Michael Wilson, headmaster of Cranleigh in the UK, talks about what Cranleigh Abu Dhabi will be offering students when it opens its doors in September. Fatima Al Marzooqi/ The National
Michael Wilson, headmaster of Cranleigh in the UK, talks about what Cranleigh Abu Dhabi will be offering students when it opens its doors in September. Fatima Al Marzooqi/ The National

Cranleigh to open Abu Dhabi’s first boarding school in September 2014



Abu Dhabi // Students enrolled at Cranleigh Abu Dhabi will be so immersed in the school’s enriched learning environment they won’t want to go home when the bell rings at the end of the day.

At least that’s what officials are hoping for when the British private school opens its doors on Saadiyat Island in September next year.

Cranleigh Abu Dhabi will be the first school in the emirate to offer students daily, weekly and full-time boarding facilities. It is also the first to offer an extended day programme, which will keep pupils busy from 7am to 6pm.

“The extended day is something that sets us apart, it makes us very unique in the marketplace,” said headmaster Brendan Law.

The optional extended day allows children to complete all their academic, extracurricular and recreational activities within the confines of the school’s seven hectares, sparing parents the hassle of shuttling their children to and from various after-school programmes all over town.

The school will have a 650-seat theatre, as well as specialised facilities for music, science and art. It will have two grass pitches, an Astroturf field, four tennis courts, two swimming pools and an indoor arena housing two full-sized sports courts.

Full boarding facilities won’t be available for another three years, but existing infrastructure on Saadiyat Island allows the school to offer flexible boarding, which gives the students the opportunity to sleep over one or two nights a week to start.

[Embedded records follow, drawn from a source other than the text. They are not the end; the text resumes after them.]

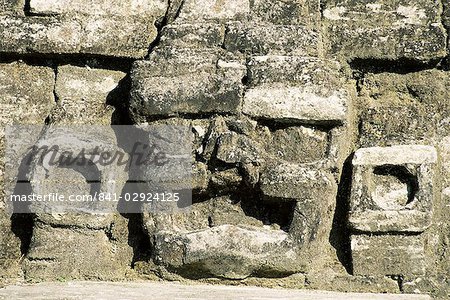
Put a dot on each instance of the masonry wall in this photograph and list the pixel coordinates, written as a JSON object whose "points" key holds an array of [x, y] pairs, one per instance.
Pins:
{"points": [[321, 138]]}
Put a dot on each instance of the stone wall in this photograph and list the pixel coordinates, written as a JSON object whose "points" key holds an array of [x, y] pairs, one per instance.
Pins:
{"points": [[321, 138]]}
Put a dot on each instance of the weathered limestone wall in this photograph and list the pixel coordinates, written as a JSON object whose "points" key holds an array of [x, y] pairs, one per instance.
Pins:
{"points": [[321, 138]]}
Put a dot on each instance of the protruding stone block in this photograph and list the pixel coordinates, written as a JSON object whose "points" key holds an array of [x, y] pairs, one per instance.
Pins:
{"points": [[295, 104], [293, 181], [387, 255], [12, 7], [111, 36], [83, 94], [99, 7], [272, 39], [229, 251], [218, 10], [196, 82], [286, 12], [295, 89], [301, 70], [235, 148], [197, 35], [392, 189], [298, 144], [394, 30], [57, 253], [26, 93]]}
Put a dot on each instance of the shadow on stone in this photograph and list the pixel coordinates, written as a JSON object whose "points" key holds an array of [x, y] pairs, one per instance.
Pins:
{"points": [[340, 233]]}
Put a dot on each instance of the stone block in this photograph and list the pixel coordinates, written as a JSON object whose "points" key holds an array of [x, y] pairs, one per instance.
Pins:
{"points": [[82, 173], [84, 95], [404, 108], [446, 14], [295, 89], [99, 7], [110, 36], [286, 12], [394, 30], [26, 93], [228, 251], [387, 255], [298, 144], [198, 35], [272, 39], [26, 97], [217, 10], [64, 254], [202, 82], [12, 7], [392, 189], [301, 70], [308, 104], [235, 148], [295, 181]]}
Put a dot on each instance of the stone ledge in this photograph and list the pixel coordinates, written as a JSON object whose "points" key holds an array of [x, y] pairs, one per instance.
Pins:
{"points": [[127, 37], [77, 290]]}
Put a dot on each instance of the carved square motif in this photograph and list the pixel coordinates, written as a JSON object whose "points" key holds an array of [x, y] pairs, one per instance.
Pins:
{"points": [[392, 189]]}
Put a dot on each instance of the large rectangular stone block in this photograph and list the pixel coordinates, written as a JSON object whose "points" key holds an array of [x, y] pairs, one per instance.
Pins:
{"points": [[386, 29], [295, 181], [295, 88], [195, 83], [392, 189], [26, 96], [387, 255], [219, 10], [26, 93], [295, 104], [111, 36], [83, 94], [198, 35], [12, 7], [288, 12], [74, 254], [266, 39], [301, 70], [402, 109], [99, 7]]}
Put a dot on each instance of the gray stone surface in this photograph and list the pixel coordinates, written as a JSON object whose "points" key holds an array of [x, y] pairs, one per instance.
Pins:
{"points": [[394, 30], [295, 104], [128, 7], [193, 10], [393, 188], [187, 82], [286, 12], [387, 255], [228, 251], [294, 181], [97, 290], [272, 39], [119, 36], [84, 95], [64, 254]]}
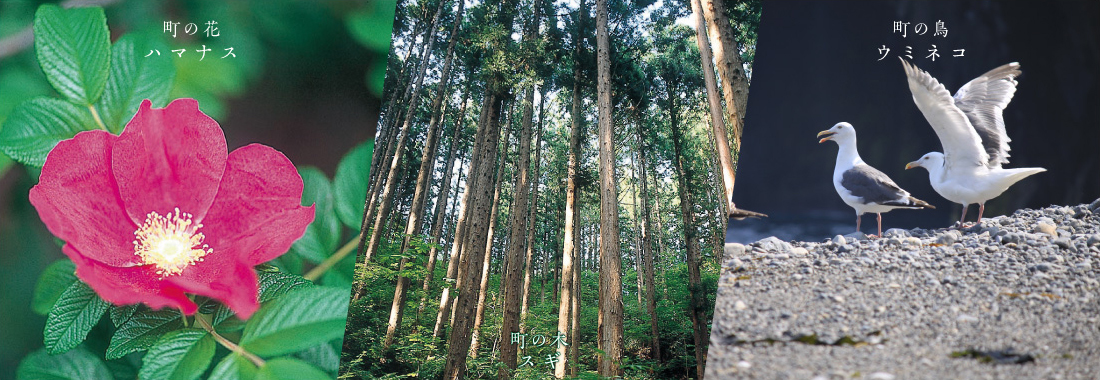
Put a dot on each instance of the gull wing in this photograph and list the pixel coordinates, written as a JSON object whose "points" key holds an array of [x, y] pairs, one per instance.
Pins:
{"points": [[983, 100], [961, 143]]}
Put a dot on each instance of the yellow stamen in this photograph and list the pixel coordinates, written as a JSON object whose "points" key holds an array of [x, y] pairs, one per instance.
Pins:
{"points": [[169, 242]]}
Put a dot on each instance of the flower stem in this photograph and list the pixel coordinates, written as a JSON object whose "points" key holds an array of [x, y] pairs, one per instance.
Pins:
{"points": [[228, 344], [332, 260], [95, 115]]}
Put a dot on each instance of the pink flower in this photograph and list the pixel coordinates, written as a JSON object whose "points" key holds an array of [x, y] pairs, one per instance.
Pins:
{"points": [[162, 210]]}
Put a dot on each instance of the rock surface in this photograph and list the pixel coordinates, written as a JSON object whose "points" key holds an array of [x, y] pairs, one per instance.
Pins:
{"points": [[917, 304]]}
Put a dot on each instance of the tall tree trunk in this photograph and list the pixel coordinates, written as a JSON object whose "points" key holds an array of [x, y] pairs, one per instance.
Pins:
{"points": [[496, 91], [391, 184], [483, 286], [572, 216], [415, 221], [717, 121], [611, 286], [531, 216], [647, 251], [735, 84], [686, 208], [517, 256], [441, 206]]}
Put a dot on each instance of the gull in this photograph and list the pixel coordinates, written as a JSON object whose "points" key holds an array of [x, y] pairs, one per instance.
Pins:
{"points": [[971, 131], [865, 188]]}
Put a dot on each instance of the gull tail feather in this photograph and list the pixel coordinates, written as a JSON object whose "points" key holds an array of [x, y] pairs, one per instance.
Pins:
{"points": [[910, 203]]}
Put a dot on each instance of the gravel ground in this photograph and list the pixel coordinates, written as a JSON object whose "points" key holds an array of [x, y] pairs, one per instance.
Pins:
{"points": [[1014, 297]]}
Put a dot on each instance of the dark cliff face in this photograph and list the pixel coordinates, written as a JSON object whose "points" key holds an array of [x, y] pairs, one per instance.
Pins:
{"points": [[817, 64]]}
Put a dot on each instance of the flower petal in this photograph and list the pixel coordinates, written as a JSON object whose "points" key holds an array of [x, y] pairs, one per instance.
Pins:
{"points": [[169, 158], [222, 277], [122, 285], [257, 209], [78, 199]]}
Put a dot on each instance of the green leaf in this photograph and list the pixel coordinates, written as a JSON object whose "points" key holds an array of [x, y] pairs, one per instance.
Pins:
{"points": [[325, 357], [134, 77], [373, 25], [74, 315], [297, 321], [36, 126], [141, 330], [74, 365], [121, 314], [58, 277], [233, 367], [180, 355], [274, 284], [73, 46], [350, 184], [320, 238], [290, 369]]}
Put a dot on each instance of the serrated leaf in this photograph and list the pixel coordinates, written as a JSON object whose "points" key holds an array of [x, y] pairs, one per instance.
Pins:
{"points": [[58, 277], [74, 365], [233, 367], [326, 357], [290, 369], [141, 330], [274, 284], [121, 314], [74, 315], [321, 236], [73, 46], [36, 126], [350, 184], [179, 355], [133, 77], [297, 321]]}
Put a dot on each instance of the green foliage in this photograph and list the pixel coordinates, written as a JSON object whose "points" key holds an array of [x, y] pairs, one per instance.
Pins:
{"points": [[76, 312], [76, 364], [290, 369], [36, 126], [179, 355], [58, 277], [134, 77], [141, 330], [322, 235], [301, 318], [73, 47], [350, 184]]}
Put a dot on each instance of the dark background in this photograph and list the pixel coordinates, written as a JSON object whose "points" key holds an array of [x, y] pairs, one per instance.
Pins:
{"points": [[817, 64]]}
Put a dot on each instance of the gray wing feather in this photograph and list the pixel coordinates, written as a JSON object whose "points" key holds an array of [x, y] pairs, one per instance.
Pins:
{"points": [[871, 185], [983, 100]]}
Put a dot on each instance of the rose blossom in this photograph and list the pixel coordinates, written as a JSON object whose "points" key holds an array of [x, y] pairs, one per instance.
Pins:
{"points": [[162, 210]]}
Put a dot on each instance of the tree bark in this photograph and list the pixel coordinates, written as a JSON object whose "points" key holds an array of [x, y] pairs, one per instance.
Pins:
{"points": [[441, 206], [717, 121], [481, 185], [686, 208], [517, 256], [611, 286], [483, 286], [415, 221], [531, 216], [572, 216], [391, 184]]}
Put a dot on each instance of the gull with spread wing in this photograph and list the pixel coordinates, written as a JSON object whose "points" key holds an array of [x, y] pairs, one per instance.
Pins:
{"points": [[971, 131]]}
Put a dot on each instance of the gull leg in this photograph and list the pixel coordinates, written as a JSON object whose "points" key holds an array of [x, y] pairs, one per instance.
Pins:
{"points": [[880, 224], [965, 207]]}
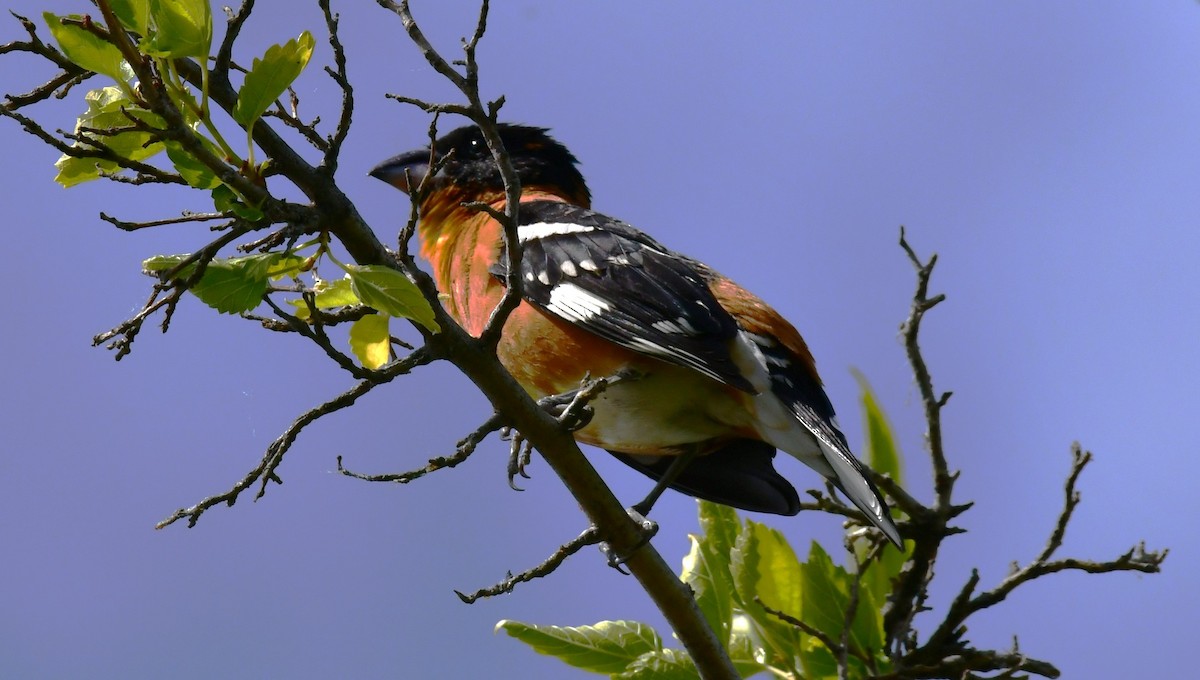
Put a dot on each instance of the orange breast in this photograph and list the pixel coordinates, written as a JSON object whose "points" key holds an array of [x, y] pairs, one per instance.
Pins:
{"points": [[654, 413]]}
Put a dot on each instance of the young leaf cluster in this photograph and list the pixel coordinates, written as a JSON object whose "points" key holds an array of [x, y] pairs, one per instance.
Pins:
{"points": [[126, 124], [775, 613]]}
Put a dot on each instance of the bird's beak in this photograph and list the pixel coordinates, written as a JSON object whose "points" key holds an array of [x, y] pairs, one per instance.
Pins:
{"points": [[405, 172]]}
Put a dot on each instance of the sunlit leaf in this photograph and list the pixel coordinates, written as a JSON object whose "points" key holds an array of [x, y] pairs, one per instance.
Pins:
{"points": [[225, 199], [665, 665], [827, 599], [109, 110], [370, 341], [189, 167], [133, 14], [328, 295], [391, 293], [231, 286], [181, 29], [270, 77], [84, 48], [609, 647], [751, 567], [708, 575], [882, 453]]}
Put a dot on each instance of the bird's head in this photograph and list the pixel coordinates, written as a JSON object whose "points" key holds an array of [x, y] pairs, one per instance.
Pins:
{"points": [[468, 168]]}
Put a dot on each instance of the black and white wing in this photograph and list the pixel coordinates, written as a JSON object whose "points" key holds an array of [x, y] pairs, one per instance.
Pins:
{"points": [[609, 278]]}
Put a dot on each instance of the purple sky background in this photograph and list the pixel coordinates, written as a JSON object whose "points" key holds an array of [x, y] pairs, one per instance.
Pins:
{"points": [[1048, 152]]}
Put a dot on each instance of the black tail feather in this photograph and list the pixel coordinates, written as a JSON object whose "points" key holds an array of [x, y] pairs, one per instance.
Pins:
{"points": [[739, 474]]}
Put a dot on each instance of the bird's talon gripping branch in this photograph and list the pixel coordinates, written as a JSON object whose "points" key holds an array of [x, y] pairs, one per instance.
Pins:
{"points": [[647, 529], [520, 453], [723, 379]]}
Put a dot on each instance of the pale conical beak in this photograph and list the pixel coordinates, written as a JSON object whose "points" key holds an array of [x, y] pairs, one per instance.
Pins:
{"points": [[405, 172]]}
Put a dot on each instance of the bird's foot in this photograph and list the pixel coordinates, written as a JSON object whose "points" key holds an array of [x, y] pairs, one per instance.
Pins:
{"points": [[647, 528]]}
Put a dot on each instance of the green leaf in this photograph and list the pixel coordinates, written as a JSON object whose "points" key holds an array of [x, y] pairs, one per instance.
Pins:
{"points": [[328, 295], [391, 293], [743, 653], [778, 570], [270, 77], [229, 286], [108, 109], [665, 665], [607, 647], [720, 525], [885, 457], [370, 341], [708, 575], [882, 455], [827, 597], [751, 567], [181, 29], [133, 14], [707, 565], [189, 167], [227, 200], [85, 49]]}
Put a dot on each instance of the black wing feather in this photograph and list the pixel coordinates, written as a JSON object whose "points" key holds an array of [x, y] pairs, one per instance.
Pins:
{"points": [[611, 280]]}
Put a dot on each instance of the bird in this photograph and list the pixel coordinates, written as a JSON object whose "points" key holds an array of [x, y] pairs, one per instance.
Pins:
{"points": [[711, 380]]}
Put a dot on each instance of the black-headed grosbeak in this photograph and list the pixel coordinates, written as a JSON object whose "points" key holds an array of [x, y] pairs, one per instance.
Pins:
{"points": [[720, 375]]}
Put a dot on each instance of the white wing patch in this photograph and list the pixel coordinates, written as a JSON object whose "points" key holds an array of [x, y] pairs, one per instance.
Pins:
{"points": [[543, 229], [575, 304]]}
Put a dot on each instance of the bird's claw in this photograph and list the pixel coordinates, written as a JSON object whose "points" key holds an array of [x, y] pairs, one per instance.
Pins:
{"points": [[647, 528]]}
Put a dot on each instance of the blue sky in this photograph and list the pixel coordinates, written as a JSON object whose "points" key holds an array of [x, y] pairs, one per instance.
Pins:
{"points": [[1048, 152]]}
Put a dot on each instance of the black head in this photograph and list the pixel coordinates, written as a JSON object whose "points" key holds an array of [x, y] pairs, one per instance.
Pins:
{"points": [[539, 160]]}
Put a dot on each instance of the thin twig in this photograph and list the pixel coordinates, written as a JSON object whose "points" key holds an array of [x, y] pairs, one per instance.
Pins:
{"points": [[588, 537]]}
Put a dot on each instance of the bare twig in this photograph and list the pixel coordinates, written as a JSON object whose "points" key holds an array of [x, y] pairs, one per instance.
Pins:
{"points": [[334, 146], [265, 470], [463, 450], [591, 536]]}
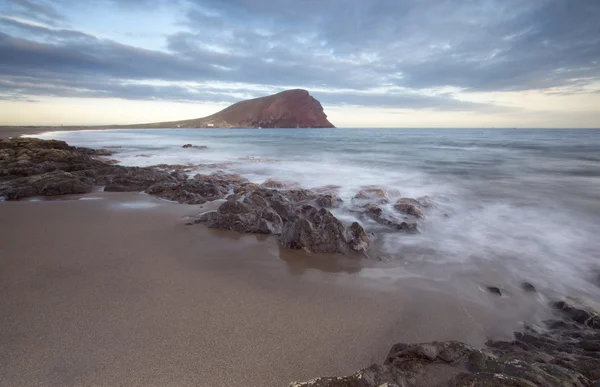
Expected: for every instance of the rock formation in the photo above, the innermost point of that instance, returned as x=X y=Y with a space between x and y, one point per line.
x=301 y=218
x=288 y=109
x=565 y=353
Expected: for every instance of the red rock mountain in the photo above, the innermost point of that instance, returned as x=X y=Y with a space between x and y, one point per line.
x=288 y=109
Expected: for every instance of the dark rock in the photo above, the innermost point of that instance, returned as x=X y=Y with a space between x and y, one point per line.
x=376 y=213
x=409 y=206
x=300 y=195
x=245 y=188
x=242 y=217
x=578 y=313
x=494 y=290
x=137 y=180
x=272 y=183
x=95 y=152
x=189 y=191
x=328 y=200
x=375 y=195
x=46 y=184
x=188 y=146
x=321 y=232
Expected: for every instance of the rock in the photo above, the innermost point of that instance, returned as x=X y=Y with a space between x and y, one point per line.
x=173 y=167
x=95 y=152
x=526 y=286
x=563 y=354
x=242 y=217
x=328 y=200
x=327 y=189
x=494 y=290
x=47 y=184
x=137 y=180
x=376 y=213
x=272 y=183
x=578 y=313
x=409 y=206
x=276 y=199
x=300 y=195
x=321 y=232
x=195 y=191
x=188 y=146
x=375 y=195
x=245 y=188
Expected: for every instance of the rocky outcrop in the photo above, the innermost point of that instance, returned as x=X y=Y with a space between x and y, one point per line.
x=300 y=217
x=288 y=109
x=190 y=146
x=289 y=215
x=318 y=231
x=566 y=353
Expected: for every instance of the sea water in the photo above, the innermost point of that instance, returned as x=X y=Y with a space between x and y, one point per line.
x=525 y=202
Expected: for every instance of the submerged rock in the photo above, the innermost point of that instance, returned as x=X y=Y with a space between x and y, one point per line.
x=526 y=286
x=188 y=146
x=272 y=183
x=321 y=232
x=137 y=179
x=494 y=290
x=565 y=354
x=409 y=206
x=375 y=195
x=46 y=184
x=242 y=217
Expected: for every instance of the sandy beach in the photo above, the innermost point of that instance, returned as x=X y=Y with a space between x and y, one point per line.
x=115 y=289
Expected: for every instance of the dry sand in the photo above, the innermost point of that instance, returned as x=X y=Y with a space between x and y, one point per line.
x=119 y=291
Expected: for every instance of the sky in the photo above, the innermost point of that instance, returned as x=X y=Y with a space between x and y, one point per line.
x=375 y=63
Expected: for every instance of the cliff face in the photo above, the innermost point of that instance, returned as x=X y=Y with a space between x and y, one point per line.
x=288 y=109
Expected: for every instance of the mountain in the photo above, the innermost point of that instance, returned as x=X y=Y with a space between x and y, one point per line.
x=288 y=109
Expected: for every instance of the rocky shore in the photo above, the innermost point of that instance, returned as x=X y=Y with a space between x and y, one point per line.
x=301 y=218
x=563 y=352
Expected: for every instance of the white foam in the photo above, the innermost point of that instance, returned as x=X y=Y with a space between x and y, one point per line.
x=525 y=233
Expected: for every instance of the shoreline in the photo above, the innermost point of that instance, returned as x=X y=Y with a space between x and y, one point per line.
x=282 y=303
x=119 y=290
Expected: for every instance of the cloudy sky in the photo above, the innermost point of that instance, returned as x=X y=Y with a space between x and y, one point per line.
x=392 y=63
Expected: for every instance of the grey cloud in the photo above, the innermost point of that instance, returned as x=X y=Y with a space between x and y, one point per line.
x=39 y=10
x=356 y=46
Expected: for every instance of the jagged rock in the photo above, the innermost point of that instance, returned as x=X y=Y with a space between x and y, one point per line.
x=137 y=180
x=189 y=191
x=47 y=184
x=245 y=188
x=242 y=217
x=321 y=232
x=494 y=290
x=578 y=313
x=272 y=183
x=375 y=195
x=565 y=354
x=376 y=213
x=96 y=152
x=187 y=146
x=229 y=179
x=409 y=206
x=277 y=200
x=526 y=286
x=300 y=195
x=328 y=200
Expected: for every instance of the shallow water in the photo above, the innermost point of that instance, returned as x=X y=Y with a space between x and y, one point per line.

“If you look at the way the boarding community will build up, it will build up from an extended day,” said Michael Wilson, headmaster of Cranleigh in the UK.

The school’s children will want to board at the school because they will be “busy” and it will simply be more convenient to stay overnight, Mr Wilson said.

“This is a model where the child wants to do it because the child wants involvement and the child wants to continue,” he said.

“There really isn’t a point in going home for that particular day when they are really active at school,” Mr Law said. “It’s actually just much more fun, and then there’s a whole lot of fantastic evening commitments on offer. They can go in the swimming pool at night and play volleyball. There’s a whole lot of stuff that they can do, which means it’s much more fun to be at school than to be at home.”

If demand calls for it, schedules can be changed to speed up the construction of the boys’ and girls’ boarding houses.

“Our anticipation is that this extended day will kickstart a desire for boarding much earlier,” Mr Law said. “It’s a large site, and we can build two boarding houses without interrupting the educational flow of the children at all.”

Cranleigh Abu Dhabi is the first and only international satellite of Britain’s prestigious Cranleigh Preparatory School, which was founded in 1865.

But administrators emphasised that they are not looking to simply transplant the British Cranleigh in Abu Dhabi.

“We’re not trying to bring that school across in its entirety, we’re not trying to replicate it, what we’re trying to do is translate it,” Mr Law said.

This translation retains the British curriculum, Cranleigh’s values, and enhances it with Arabic language and Islamic studies to foster independent learning and self-motivated work.

“What we’re trying to do here now is to say, let’s take the very best of what Cranleigh has to offer, let’s take the very best of what Abu Dhabi has to offer in terms of its cultural diversity … and let’s bring those two together,” Mr Law said.

The school has the capacity to accommodate up to 2,000 students between the ages of three and 18, but intends to admit only 1,600 so that class sizes can be limited to about 18 students for each teacher.

Registration is now open for children aged three to 14. Tuition costs between Dh65,000 and Dh80,000. A fee structure has not yet been set for boarding students.